Post-Explosion Remarks Could Sustain BP Suit

     HOUSTON (CN) – BP investors can advance a class action accusing the company of downplaying the scope of the Deepwater Horizon oil spill, a federal judge ruled.
     After the Deepwater Horizon oil rig exploded and caught fire on April 20, 2010, its Macondo well released nearly 5 million barrels of oil into the Gulf of Mexico.
     The disaster led dozens of investors to file class actions against BP in Houston federal court, alleging they bought shares due to false statements made by BP executives.
     Beginning in 2007, such statements convinced the market that BP was committed to keeping its workers safe, the investors claimed.
     Investors also accused BP directors of publicly lowballing the rate of the oil spill to prevent share prices from hitting a level that accurately reflected the spill’s size.
     U.S. District Judge Keith Ellison refused to certify a class action in December, finding the plaintiffs had not given enough specifics on how to determine classwide damages.

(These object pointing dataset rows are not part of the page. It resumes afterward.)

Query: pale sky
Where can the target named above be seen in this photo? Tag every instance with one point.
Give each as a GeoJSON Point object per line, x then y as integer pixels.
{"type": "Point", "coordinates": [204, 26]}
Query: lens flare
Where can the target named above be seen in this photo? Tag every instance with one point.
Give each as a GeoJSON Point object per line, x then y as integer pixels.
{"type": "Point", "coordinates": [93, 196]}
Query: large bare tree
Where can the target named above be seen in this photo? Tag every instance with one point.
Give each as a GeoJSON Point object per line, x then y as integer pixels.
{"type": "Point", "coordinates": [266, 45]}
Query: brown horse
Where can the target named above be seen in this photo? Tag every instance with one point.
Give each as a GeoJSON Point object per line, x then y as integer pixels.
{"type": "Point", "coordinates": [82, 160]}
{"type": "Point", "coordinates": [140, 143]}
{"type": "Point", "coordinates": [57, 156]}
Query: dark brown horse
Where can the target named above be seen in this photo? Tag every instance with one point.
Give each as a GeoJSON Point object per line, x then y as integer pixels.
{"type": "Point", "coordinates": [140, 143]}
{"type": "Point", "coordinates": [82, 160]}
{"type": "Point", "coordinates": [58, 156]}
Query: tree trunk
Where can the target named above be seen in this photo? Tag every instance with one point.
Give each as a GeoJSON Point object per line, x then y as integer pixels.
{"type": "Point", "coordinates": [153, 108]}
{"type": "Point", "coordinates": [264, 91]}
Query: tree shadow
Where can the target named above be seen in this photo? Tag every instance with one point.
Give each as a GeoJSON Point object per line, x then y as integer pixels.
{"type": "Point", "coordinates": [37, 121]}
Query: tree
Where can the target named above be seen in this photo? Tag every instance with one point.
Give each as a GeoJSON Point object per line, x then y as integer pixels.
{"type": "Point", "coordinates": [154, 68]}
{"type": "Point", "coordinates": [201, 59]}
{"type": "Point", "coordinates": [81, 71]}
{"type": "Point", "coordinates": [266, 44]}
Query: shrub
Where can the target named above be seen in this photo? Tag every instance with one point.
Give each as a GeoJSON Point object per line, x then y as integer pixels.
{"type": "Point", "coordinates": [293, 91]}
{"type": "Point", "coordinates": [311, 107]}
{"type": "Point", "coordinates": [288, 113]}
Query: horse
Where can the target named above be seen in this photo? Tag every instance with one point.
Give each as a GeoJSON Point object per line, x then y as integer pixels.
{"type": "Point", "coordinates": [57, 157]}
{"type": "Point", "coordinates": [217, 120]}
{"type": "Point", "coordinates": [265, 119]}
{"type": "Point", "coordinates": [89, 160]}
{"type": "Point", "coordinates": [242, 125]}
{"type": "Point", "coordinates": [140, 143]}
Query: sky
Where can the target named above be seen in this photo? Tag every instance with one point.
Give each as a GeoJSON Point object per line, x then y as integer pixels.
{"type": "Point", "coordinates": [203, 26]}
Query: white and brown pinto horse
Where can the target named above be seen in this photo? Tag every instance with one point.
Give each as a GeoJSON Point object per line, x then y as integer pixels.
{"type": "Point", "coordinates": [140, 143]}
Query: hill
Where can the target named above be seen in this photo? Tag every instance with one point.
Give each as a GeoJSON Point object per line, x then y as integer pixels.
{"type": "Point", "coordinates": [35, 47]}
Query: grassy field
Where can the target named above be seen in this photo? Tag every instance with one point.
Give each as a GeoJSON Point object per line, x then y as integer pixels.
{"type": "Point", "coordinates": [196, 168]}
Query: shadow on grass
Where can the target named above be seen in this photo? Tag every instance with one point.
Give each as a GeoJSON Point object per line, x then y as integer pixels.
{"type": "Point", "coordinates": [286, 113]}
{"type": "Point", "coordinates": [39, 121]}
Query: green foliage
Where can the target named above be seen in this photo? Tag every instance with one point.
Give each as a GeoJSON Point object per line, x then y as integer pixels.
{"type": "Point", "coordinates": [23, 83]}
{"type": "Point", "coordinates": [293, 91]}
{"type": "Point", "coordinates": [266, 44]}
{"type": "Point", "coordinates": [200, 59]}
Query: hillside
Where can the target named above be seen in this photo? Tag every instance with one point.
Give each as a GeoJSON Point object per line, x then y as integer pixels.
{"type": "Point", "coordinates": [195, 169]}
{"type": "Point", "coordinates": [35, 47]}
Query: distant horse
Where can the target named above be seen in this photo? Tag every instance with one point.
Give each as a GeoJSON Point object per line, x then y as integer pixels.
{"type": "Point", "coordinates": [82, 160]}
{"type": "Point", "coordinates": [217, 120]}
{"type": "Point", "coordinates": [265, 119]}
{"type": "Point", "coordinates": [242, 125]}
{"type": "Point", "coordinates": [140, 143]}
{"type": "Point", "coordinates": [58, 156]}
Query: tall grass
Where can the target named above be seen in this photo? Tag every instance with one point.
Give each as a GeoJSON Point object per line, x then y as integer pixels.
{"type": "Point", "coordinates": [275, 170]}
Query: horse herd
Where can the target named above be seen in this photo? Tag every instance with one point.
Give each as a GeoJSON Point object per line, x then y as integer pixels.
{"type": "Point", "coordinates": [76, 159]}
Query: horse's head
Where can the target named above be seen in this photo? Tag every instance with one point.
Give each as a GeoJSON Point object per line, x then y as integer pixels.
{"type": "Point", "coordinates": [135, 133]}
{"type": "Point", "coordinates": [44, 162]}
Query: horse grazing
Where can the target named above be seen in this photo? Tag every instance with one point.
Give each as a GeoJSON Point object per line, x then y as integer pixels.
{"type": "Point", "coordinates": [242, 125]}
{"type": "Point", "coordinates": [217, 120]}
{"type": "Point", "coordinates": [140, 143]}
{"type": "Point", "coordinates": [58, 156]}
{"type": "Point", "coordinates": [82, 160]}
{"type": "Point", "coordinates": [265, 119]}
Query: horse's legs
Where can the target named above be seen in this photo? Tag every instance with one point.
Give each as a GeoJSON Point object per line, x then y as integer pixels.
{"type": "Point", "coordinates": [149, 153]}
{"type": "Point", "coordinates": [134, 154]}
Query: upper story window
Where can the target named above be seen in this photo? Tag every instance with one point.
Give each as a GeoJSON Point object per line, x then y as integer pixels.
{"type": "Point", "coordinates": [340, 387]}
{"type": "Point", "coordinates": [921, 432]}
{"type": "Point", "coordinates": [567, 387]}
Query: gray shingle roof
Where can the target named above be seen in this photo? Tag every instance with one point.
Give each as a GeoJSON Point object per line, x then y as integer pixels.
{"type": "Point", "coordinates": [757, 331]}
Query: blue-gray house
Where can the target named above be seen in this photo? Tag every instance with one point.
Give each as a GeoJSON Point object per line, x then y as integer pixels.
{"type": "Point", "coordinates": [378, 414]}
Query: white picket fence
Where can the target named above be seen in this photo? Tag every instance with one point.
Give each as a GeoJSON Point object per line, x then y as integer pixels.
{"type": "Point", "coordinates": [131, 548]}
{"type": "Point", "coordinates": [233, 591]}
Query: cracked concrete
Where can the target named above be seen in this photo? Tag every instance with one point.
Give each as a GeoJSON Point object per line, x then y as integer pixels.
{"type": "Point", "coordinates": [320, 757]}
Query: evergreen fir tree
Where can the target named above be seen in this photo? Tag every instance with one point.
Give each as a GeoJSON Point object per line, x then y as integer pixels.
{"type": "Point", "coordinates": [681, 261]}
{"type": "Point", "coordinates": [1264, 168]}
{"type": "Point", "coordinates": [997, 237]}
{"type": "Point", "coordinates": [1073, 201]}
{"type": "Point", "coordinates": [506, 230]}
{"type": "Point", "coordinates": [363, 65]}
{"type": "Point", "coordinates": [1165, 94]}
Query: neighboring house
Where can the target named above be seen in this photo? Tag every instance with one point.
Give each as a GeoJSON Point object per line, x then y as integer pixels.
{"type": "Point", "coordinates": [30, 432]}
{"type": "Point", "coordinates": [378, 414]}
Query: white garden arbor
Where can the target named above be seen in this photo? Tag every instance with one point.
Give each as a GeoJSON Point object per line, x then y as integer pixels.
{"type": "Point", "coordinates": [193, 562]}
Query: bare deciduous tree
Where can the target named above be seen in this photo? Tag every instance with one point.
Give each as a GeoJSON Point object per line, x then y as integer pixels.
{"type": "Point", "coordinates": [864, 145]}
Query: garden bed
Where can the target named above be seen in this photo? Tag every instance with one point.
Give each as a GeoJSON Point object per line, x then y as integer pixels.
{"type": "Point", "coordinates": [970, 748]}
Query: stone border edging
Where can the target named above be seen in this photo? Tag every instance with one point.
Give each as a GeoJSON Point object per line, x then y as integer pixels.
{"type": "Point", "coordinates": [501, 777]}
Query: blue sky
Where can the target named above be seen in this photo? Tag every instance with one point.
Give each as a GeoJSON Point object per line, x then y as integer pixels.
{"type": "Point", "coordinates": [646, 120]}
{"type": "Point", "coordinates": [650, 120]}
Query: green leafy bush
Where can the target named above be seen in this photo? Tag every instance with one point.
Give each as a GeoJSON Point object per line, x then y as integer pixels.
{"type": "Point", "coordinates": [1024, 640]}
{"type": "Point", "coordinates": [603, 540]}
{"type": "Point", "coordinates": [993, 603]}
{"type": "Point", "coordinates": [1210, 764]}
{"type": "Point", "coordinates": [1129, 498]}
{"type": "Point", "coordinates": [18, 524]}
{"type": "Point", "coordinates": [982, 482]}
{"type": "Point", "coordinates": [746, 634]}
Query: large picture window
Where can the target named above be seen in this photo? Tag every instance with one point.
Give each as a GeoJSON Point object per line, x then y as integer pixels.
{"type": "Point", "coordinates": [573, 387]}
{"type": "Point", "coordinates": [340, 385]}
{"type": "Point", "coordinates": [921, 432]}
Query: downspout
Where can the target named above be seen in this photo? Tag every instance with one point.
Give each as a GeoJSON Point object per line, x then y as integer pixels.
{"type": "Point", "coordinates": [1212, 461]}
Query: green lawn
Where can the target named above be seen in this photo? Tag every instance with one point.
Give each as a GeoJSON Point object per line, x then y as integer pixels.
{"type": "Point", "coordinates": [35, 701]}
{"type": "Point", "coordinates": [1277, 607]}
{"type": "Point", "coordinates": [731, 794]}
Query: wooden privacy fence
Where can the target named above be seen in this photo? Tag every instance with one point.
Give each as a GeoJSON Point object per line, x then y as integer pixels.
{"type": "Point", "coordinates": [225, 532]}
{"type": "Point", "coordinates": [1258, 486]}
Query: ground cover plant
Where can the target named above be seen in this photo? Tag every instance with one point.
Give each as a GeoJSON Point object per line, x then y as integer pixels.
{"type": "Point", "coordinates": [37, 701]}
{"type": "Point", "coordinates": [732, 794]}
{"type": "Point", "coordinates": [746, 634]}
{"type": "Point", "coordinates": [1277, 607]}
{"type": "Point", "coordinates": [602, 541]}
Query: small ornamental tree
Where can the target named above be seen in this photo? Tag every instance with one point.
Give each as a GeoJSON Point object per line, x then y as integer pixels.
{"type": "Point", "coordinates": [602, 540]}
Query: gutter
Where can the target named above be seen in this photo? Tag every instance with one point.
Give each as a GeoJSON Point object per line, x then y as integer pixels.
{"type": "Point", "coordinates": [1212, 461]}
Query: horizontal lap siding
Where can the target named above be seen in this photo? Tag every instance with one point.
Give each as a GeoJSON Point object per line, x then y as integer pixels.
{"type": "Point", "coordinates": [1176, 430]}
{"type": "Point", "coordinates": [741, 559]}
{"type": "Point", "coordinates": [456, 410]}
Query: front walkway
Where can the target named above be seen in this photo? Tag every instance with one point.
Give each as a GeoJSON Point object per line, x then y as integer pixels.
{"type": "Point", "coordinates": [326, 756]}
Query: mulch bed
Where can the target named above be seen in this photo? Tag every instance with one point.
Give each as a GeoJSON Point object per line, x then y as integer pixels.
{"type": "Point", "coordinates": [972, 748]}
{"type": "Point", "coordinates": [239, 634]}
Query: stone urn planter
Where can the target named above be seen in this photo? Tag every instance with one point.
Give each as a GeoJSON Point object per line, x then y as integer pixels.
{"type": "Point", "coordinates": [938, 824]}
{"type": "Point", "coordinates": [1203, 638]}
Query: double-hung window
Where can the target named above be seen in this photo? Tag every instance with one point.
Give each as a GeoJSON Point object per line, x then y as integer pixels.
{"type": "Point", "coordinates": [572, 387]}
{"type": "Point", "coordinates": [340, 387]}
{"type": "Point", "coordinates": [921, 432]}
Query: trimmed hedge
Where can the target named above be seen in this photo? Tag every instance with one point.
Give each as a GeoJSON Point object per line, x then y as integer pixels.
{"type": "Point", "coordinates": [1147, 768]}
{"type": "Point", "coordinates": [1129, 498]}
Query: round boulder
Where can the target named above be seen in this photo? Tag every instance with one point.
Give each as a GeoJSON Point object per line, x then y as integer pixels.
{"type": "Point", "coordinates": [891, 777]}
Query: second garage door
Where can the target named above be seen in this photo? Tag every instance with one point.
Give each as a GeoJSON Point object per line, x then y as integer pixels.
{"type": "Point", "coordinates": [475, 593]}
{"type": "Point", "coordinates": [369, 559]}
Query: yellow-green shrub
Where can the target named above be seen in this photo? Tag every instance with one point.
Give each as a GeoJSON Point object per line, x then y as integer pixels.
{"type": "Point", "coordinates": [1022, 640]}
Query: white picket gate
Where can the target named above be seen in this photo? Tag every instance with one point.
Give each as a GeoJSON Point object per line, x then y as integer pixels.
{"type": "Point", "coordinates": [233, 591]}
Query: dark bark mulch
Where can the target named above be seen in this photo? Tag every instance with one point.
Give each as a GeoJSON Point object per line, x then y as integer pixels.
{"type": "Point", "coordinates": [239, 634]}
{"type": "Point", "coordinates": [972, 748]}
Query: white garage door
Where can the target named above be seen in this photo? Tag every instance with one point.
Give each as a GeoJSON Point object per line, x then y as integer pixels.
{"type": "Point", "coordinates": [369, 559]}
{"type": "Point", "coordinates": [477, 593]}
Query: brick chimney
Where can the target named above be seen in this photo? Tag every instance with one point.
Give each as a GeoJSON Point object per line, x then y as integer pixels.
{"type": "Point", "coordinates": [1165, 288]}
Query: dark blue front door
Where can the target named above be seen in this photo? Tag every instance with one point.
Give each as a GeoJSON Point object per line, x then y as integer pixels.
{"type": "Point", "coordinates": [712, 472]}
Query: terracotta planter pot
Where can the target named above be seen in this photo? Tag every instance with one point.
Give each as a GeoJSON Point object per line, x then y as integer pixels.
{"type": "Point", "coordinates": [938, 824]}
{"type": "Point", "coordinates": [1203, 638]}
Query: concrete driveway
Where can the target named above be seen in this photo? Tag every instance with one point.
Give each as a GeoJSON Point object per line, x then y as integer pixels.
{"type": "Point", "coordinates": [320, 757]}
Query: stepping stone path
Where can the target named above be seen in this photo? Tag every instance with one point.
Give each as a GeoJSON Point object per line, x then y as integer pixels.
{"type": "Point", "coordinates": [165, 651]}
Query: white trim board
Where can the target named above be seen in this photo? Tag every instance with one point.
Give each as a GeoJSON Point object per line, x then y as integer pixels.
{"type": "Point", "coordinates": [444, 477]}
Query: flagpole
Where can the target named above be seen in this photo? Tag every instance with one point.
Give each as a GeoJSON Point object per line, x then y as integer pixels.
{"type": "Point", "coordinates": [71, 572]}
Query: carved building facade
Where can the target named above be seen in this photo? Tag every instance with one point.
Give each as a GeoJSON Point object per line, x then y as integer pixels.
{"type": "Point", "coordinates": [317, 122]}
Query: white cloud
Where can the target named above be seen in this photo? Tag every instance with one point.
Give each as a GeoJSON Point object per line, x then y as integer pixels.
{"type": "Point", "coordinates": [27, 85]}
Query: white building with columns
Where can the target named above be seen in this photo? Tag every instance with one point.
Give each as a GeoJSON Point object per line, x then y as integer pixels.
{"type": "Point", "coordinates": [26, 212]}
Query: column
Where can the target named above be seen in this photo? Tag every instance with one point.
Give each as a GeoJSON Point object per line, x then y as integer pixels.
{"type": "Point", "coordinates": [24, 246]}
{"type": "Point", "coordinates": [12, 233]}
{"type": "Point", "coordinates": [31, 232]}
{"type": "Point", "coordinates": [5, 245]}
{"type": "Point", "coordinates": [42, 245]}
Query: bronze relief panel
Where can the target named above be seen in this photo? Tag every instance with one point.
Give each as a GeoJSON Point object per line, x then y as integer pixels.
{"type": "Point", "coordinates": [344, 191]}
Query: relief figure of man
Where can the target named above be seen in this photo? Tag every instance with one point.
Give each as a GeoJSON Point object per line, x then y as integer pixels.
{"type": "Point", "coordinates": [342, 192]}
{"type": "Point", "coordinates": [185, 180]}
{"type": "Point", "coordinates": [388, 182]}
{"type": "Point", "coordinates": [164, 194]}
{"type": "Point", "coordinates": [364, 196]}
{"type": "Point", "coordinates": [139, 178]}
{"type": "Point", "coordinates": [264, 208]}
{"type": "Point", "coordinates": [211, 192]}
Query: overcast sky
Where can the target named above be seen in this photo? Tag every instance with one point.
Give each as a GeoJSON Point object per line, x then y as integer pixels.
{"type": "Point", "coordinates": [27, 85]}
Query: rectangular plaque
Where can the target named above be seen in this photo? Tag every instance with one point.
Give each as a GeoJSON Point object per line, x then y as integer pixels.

     At Ellison’s urging the plaintiffs went back to the drawing board and divided their class into “pre-explosion and post-explosion subclasses.”
     The pre-explosion plaintiffs argued that BP’s misstatements about its safety culture prevented them from divesting their BP shares before the Deepwater Horizon disaster.
     Ellison found the methodology used by the pre-explosion plaintiffs to calculate their damages lacking, however, and denied them class certification last week.
     The post-explosion litigants were more persuasive in arguing that BP’s understatements about the spill’s size had caused an artificial delay in the stock price falling, according to the May 20 ruling.
     Ellison certified the class as all people or entities who bought BP stock between April 26, 2010, and May 28, 2010, excluding BP executives, their families and affiliates.